Comme si les graffeurs indélicats du Bronx s’étaient invités à la fête, l’installation Le Jardin d’Hannibal de Marine Lanier a reçu quelques inscriptions sauvages, dans les premiers jours des Rencontres 2024. À quelques rues de là, le visiteur pensera encore à Sophie Calle, son regard malicieux et son rapport à l’intime, en cherchant l’exposition de Debi Cornwall, Citoyens Modèles. Pour accéder au travail de la photographe et juriste américaine, une réflexion complexe sur la guerre, le réel et la mise en scène, il faut passer par une porte dérobée, au fond… du rayon sous-vêtements féminins du Monoprix.
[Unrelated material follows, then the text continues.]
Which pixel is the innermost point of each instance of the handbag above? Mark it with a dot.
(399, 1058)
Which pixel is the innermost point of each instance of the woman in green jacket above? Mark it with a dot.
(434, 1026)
Et comme un dernier hommage des éléments à l’artiste, la Nuit de l’année, un événement festif en plein air organisé le premier samedi de juillet, s’est vue annulée à cause d’une pluie torrentielle, à l’issue d’une semaine d’ouverture épargnée jusque-là. Certains festivaliers, dans une démarche superlativement off, offrirent à la fête un secret refuge dans une sorte d’abri de béton, sous l’autoroute, à l’initiative de jeunes photographes allemands et d’étudiants en art arlésiens. Des trombes d’eau, une tentative de sauvetage sous une crypte : comment mieux finir en beauté la semaine inaugurale ?

 

Sophie Calle, Finir en Beauté, aux Cryptoportiques dans le cadre des 55e Rencontres de la photographie d’Arles 2024, jusqu’au 29 septembre.